In 1949, at the age of 44, Keeton enjoyed what was, in terms of his average, his best season of all: he made 2049 runs at an average of 55.37, with six centuries, including the last double-century of his career. This was an innings of 210 against Yorkshire made in 405 minutes and he shared a first-wicket partnership of 174 with Reg Simpson and a third-wicket stand of 260 with Hardstaff. Keeton "showed no sign of the advancing years", Wisden reported. But the very next season he missed early games through illness and later matches through a broken finger, and failed to complete 1000 runs in a season for only the second time since he became a full-time first-team player.
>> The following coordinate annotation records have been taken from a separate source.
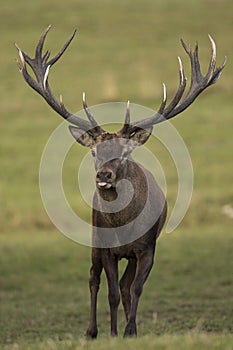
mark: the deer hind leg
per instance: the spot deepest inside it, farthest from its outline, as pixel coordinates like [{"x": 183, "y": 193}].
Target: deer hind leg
[
  {"x": 94, "y": 283},
  {"x": 144, "y": 265},
  {"x": 111, "y": 269},
  {"x": 125, "y": 284}
]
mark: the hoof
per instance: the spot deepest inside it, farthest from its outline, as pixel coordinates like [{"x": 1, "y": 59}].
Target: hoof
[
  {"x": 130, "y": 330},
  {"x": 91, "y": 333}
]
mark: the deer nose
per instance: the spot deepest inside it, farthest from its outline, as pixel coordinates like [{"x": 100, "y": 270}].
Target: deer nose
[{"x": 104, "y": 177}]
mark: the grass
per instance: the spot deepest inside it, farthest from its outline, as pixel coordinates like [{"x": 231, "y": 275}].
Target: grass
[{"x": 124, "y": 50}]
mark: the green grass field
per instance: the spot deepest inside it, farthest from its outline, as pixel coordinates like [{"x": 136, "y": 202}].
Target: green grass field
[{"x": 123, "y": 50}]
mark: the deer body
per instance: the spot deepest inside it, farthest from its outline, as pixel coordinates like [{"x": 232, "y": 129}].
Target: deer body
[
  {"x": 140, "y": 252},
  {"x": 129, "y": 209}
]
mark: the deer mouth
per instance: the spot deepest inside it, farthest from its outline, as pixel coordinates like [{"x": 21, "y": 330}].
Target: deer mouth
[{"x": 104, "y": 185}]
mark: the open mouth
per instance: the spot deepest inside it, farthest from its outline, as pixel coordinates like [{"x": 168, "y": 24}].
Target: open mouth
[{"x": 104, "y": 185}]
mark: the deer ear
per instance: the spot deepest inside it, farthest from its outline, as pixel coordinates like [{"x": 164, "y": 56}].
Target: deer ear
[
  {"x": 81, "y": 136},
  {"x": 140, "y": 136}
]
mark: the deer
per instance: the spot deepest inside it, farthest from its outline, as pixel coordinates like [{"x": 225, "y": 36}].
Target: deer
[{"x": 116, "y": 232}]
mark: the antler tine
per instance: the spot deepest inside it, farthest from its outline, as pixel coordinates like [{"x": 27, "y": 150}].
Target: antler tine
[
  {"x": 180, "y": 90},
  {"x": 89, "y": 115},
  {"x": 40, "y": 44},
  {"x": 197, "y": 85},
  {"x": 60, "y": 53},
  {"x": 41, "y": 66},
  {"x": 127, "y": 126}
]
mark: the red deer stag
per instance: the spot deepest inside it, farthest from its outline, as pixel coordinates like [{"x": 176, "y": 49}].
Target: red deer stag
[{"x": 135, "y": 240}]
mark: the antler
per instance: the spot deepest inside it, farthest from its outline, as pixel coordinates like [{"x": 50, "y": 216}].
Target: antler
[
  {"x": 40, "y": 67},
  {"x": 197, "y": 85}
]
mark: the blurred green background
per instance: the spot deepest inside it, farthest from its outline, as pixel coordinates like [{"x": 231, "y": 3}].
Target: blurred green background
[{"x": 123, "y": 50}]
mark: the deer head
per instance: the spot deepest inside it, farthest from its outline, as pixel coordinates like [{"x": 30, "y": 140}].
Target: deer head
[{"x": 111, "y": 150}]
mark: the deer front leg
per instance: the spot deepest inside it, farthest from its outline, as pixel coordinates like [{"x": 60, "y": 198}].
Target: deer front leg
[
  {"x": 94, "y": 283},
  {"x": 110, "y": 264},
  {"x": 144, "y": 265},
  {"x": 125, "y": 284}
]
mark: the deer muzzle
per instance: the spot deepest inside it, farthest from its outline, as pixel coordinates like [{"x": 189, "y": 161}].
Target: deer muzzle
[{"x": 105, "y": 178}]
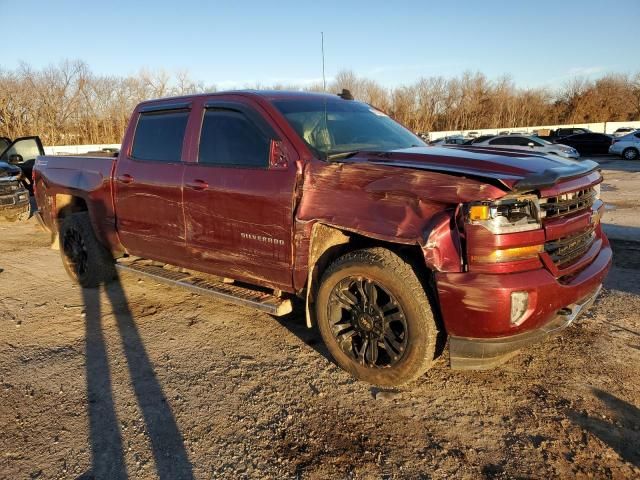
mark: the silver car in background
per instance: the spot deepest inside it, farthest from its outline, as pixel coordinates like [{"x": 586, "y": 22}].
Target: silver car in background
[
  {"x": 530, "y": 143},
  {"x": 628, "y": 147}
]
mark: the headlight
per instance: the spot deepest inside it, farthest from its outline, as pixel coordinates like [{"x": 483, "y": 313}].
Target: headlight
[{"x": 507, "y": 215}]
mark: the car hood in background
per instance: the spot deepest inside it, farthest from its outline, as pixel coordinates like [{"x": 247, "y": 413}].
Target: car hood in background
[{"x": 515, "y": 169}]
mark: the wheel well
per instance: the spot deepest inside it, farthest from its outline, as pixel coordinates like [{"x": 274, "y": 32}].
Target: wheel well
[
  {"x": 328, "y": 243},
  {"x": 68, "y": 204}
]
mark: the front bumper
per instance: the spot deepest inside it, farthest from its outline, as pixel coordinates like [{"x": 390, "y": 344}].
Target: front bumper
[
  {"x": 476, "y": 309},
  {"x": 484, "y": 353}
]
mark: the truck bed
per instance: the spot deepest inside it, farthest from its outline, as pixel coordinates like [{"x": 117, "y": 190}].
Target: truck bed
[{"x": 87, "y": 177}]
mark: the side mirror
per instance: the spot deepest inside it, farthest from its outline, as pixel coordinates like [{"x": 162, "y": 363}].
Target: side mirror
[
  {"x": 15, "y": 158},
  {"x": 278, "y": 159}
]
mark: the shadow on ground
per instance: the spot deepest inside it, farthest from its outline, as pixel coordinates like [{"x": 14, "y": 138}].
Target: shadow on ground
[
  {"x": 619, "y": 431},
  {"x": 107, "y": 456}
]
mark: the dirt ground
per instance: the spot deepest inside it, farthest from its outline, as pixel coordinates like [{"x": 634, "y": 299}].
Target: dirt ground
[{"x": 145, "y": 381}]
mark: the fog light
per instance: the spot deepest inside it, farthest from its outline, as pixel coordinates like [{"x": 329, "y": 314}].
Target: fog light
[{"x": 519, "y": 304}]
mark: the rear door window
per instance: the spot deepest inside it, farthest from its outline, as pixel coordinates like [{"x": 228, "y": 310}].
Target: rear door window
[
  {"x": 159, "y": 136},
  {"x": 229, "y": 138}
]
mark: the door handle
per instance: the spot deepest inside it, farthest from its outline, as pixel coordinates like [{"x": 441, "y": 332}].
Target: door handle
[
  {"x": 125, "y": 178},
  {"x": 198, "y": 185}
]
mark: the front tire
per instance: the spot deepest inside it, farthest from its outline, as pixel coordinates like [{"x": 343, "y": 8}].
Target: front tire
[
  {"x": 375, "y": 318},
  {"x": 630, "y": 153},
  {"x": 85, "y": 259},
  {"x": 23, "y": 216}
]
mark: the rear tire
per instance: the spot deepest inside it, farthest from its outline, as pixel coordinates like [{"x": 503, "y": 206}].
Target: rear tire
[
  {"x": 84, "y": 258},
  {"x": 630, "y": 153},
  {"x": 375, "y": 318}
]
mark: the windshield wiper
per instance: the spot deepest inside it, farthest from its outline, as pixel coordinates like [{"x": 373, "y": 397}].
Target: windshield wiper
[{"x": 342, "y": 155}]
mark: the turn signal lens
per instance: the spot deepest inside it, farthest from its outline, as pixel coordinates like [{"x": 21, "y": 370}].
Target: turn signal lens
[
  {"x": 479, "y": 212},
  {"x": 519, "y": 305},
  {"x": 509, "y": 254}
]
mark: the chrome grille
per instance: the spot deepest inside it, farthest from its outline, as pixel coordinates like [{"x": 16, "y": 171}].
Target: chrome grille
[
  {"x": 567, "y": 203},
  {"x": 8, "y": 188},
  {"x": 564, "y": 251}
]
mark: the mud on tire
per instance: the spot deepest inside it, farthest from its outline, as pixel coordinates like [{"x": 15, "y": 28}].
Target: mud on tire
[
  {"x": 84, "y": 258},
  {"x": 375, "y": 318}
]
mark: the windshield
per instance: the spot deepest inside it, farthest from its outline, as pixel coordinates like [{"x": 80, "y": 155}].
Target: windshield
[
  {"x": 541, "y": 140},
  {"x": 336, "y": 126}
]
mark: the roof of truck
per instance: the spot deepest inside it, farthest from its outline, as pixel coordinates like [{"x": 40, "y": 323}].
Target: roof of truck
[{"x": 267, "y": 94}]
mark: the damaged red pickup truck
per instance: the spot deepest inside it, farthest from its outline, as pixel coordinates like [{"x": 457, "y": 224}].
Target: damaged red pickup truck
[{"x": 256, "y": 197}]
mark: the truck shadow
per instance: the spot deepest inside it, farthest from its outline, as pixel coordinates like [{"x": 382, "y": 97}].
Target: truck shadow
[
  {"x": 296, "y": 323},
  {"x": 171, "y": 459},
  {"x": 619, "y": 432}
]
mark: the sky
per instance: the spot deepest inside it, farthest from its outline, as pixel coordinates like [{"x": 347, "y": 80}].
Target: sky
[{"x": 238, "y": 43}]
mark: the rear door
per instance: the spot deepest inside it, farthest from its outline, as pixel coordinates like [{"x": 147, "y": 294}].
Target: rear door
[
  {"x": 148, "y": 184},
  {"x": 238, "y": 207}
]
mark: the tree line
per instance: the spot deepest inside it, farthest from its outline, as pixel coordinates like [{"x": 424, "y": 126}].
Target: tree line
[{"x": 69, "y": 104}]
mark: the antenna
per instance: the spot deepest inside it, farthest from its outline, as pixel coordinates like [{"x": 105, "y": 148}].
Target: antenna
[{"x": 324, "y": 81}]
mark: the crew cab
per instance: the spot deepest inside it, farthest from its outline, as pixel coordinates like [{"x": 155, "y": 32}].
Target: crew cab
[{"x": 258, "y": 196}]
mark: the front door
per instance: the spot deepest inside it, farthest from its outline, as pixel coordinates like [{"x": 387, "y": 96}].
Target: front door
[
  {"x": 238, "y": 210},
  {"x": 148, "y": 185},
  {"x": 22, "y": 152}
]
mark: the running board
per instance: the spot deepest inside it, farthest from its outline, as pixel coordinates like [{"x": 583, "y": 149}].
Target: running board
[{"x": 264, "y": 301}]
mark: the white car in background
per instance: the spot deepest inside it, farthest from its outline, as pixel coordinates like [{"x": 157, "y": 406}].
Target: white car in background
[
  {"x": 532, "y": 144},
  {"x": 628, "y": 147}
]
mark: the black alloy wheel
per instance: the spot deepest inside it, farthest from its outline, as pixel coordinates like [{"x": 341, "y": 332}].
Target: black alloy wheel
[
  {"x": 367, "y": 322},
  {"x": 75, "y": 251}
]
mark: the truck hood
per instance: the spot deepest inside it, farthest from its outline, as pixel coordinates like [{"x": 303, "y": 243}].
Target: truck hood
[
  {"x": 7, "y": 170},
  {"x": 514, "y": 169}
]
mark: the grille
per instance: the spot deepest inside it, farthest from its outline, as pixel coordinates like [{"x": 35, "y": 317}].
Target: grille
[
  {"x": 567, "y": 203},
  {"x": 7, "y": 188},
  {"x": 567, "y": 250}
]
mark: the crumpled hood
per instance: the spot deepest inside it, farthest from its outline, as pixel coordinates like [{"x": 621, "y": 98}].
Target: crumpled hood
[
  {"x": 7, "y": 170},
  {"x": 515, "y": 169}
]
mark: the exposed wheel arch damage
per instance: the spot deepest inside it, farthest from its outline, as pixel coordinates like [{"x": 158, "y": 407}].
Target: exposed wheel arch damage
[{"x": 438, "y": 250}]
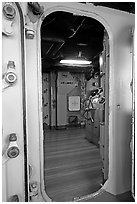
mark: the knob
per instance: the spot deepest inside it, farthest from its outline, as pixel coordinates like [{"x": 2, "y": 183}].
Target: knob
[
  {"x": 9, "y": 11},
  {"x": 10, "y": 77},
  {"x": 13, "y": 152}
]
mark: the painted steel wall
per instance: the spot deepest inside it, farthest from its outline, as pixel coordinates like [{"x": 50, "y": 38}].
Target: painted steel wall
[{"x": 12, "y": 107}]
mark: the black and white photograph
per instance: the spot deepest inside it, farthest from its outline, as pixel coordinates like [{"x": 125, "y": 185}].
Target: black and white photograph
[{"x": 68, "y": 101}]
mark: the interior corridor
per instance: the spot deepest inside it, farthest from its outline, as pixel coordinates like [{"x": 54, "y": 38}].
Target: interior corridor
[{"x": 72, "y": 164}]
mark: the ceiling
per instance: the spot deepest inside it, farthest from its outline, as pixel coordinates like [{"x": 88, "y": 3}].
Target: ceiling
[{"x": 67, "y": 36}]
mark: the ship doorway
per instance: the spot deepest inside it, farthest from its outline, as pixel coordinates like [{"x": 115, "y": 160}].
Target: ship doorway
[{"x": 75, "y": 102}]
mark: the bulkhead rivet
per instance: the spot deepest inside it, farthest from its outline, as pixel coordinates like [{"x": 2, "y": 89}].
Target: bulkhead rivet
[{"x": 9, "y": 11}]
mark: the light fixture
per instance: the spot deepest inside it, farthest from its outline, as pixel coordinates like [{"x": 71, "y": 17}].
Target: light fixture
[{"x": 77, "y": 61}]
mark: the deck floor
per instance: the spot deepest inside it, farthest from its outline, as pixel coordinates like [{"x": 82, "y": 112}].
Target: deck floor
[{"x": 72, "y": 164}]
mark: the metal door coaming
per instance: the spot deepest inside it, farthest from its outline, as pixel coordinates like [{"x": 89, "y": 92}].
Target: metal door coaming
[
  {"x": 15, "y": 171},
  {"x": 109, "y": 18},
  {"x": 76, "y": 11}
]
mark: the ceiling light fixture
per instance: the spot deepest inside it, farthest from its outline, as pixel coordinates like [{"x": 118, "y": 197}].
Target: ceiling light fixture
[
  {"x": 78, "y": 61},
  {"x": 75, "y": 62}
]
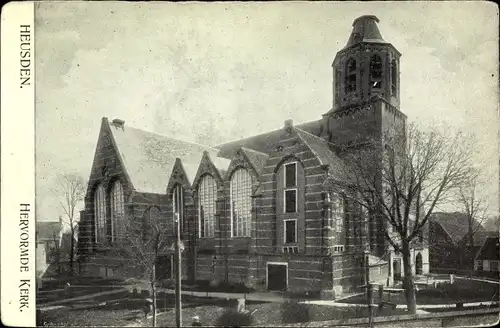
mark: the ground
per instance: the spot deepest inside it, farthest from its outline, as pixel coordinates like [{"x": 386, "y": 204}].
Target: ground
[
  {"x": 124, "y": 308},
  {"x": 466, "y": 291},
  {"x": 120, "y": 311}
]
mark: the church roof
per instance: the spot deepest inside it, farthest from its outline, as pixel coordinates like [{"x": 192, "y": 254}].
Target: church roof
[
  {"x": 263, "y": 143},
  {"x": 321, "y": 149},
  {"x": 365, "y": 29},
  {"x": 149, "y": 158}
]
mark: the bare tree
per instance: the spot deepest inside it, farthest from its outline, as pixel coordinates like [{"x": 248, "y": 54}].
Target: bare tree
[
  {"x": 475, "y": 207},
  {"x": 70, "y": 190},
  {"x": 143, "y": 242},
  {"x": 400, "y": 180}
]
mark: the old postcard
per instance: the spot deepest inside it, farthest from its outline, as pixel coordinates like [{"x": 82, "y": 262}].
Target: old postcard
[{"x": 250, "y": 164}]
There was a further decline in average in 1951, when he scored 922 runs at an average of 30.73, but there was also a final century, an innings of 142 when he shared an opening partnership of 269 with Simpson in the match against Kent. Nottinghamshire having finished at the bottom of the County Championship for the first time ever in 1951, the county decided in 1952 to play younger cricketers; Keeton appeared in only one further match, unsuccessfully, and retired after topping the averages for the second eleven in the Minor Counties Championship.

==Cricket style==
Both right-handed opening batsmen, Keeton and Harris shared more than 40 century partnerships and emerged from their years of opening the Nottinghamshire batting together with similar aggregate and average records. But they had very dissimilar styles and temperaments. Writing of Harris, the journalist and cricketer R. C. Robertson-Glasgow wrote: "Harris is a dreamer. He is a strange addition to Walter Keeton as they walk out to open an innings; Keeton strung up, concentrated, quick-glancing; Harris serenely distrait, revolving idealistic strokes against an attack that will not occur; lagging sometimes a pace or two behind, like a boy with parent on an unwilling Sunday walk." Where Harris was seen as "enigmatic", likely to block a full toss or to fashion an on-drive off an unplayable delivery, Keeton was consistent and reliable, though his range of strokes was very wide. Almost all of Keeton's best batting was done within the confines of the County Championship for Nottinghamshire: all of his 54 centuries were for the county, and all but one (the 200 not out against Cambridge University) were in Championship matches. For Nottinghamshire, his batting average was a shade over 40; his comparative lack of success in his few other matches brought his career average back to 39.53.

In addition to his batting, Keeton was also highly rated as an outfielder, often at third man; he was not a bowler at all, and took only two wickets in his entire career, both of them in the last throes of a tame draw at Horsham in 1934.

==After cricket==
In retirement, Keeton ran a sports shop and was in clerical work with the National Coal Board. He died in 1980 at the age of 75.